Free SSL Certificate for Your Website
Are you looking for free SSL Certificates? Who wouldn’t want to get something that some people pay around $1,500 for, for free? Well, thanks to free Certificate Authorities and some other useful tips, you can get some free SSL Certificates and spend your money on something else. Sound too good to be true? It may be. There are many disadvantages to using a free Certificate Authority:
- Certificates issued by a free Certificate Authority are usually not automatically trusted in all browsers. The web browser will display a scary warning message telling your visitors that the certificate is not trusted. Visitors must import the Root Certificate manually before they can access your site.
- One of the purposes in getting an SSL Certificate is to assure your visitors that you have been verified by a trusted third-party. Most visitors won’t recognize the names of free Certificate Authorities so they will receive less assurance that they are talking to the right person. Free SSL Certificates should definitely not be used on e-commerce or financial web sites.
- Free Certificate Authorities can be less reliable and possibly slower. Because of their economic model, they have fewer resources to keep their servers fast (small CRLs), or quickly complete validation.
Let’s discuss each free Certificate Authority and then discuss some methods of getting free SSL Certificates without using a free Certificate Authority.
Let’s Encrypt Free Certificate Authority
Let’s Encrypt is a free Certificate Authority Run by the Internet Security Research Group. Let’s Encrypt is unique in providing automated certificates because they only issue domain-validated certificates. You can set up your server to automatically renew the certificate before it expires so you don’t have to deal with manually renewing, verifying and installing the certificate.
Let’s Encrypt Disadvantages
- All certificates are only valid for 3 months
- No OV or EV certificates are issued (only DV)
- The automated issuance process can take some time to set up
Learn more on the Let’s Encrypt website.
CAcert Free Certificate Authority
CAcert is the first completely free Certificate Authority. Their model is completely different from all other Certificate Authorities, even StartCom where you pay for the validations instead of the certificates.

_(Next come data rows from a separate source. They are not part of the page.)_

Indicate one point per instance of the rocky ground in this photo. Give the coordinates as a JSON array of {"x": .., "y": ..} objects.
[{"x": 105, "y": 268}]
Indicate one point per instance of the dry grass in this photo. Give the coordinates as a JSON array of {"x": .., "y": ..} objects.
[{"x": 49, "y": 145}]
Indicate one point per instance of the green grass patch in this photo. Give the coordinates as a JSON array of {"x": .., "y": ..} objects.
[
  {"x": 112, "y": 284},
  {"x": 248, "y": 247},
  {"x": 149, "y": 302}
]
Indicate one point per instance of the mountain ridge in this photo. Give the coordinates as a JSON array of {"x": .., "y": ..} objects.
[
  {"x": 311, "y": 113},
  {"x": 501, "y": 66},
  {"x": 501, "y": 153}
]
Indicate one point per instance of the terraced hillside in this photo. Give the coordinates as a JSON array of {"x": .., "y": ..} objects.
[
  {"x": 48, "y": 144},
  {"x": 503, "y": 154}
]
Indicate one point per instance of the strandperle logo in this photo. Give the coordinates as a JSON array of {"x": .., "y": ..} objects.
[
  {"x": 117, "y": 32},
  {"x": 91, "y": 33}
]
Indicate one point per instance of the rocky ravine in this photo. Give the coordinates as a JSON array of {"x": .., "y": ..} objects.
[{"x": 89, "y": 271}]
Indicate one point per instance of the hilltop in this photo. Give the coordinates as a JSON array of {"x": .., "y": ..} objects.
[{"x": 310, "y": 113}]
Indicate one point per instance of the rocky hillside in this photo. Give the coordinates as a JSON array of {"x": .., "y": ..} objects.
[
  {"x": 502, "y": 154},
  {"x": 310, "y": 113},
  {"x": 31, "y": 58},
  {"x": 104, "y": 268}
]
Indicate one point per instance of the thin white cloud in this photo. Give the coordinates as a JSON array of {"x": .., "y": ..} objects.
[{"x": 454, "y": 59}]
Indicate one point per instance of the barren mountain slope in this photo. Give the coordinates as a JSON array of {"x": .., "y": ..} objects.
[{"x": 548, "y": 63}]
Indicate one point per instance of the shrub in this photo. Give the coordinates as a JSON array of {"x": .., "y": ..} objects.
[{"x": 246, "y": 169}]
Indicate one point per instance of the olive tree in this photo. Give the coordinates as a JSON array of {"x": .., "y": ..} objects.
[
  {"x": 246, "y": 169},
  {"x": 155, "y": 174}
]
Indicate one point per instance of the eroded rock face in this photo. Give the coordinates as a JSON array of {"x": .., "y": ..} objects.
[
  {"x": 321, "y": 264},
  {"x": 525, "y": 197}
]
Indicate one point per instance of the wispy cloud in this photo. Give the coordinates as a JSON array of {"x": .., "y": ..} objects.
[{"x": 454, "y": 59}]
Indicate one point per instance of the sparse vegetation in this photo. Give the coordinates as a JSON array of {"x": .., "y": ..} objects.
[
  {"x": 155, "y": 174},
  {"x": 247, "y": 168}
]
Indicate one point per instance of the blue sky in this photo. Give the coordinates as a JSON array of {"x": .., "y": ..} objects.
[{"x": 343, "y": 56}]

With CAcert your identity is verified by a CAcert Assurer volunteer who meets with you and reviews your government issued identity documents face-to-face. The Assurer may charge a small fee to make up for their time but some do not charge at all. They have several different types of products including:
- Client Certificates. Expire in 6 months. Must verify that you own the email address.
- Assured Client Certificates. Expire in 24 months. Must verify that you own the email address and be verified by an Assurer.
- Code Signing Certificates. Expire in 12 months. Must be verified by an Assurer.
- Server Certificates. Expire in 6 months. Must verify domain ownership.
- Assured Server Certificates. Expire in 24 months. Must verify domain ownership and be verified by an Assurer.
- CAcert Certificates aren’t currently trusted in any major browsers. It is currently only included in a few open source operating systems.
- You must complete a face-to-face validation for a certificate that lasts more than 6 months.
- No EV SSL Certificates are offered.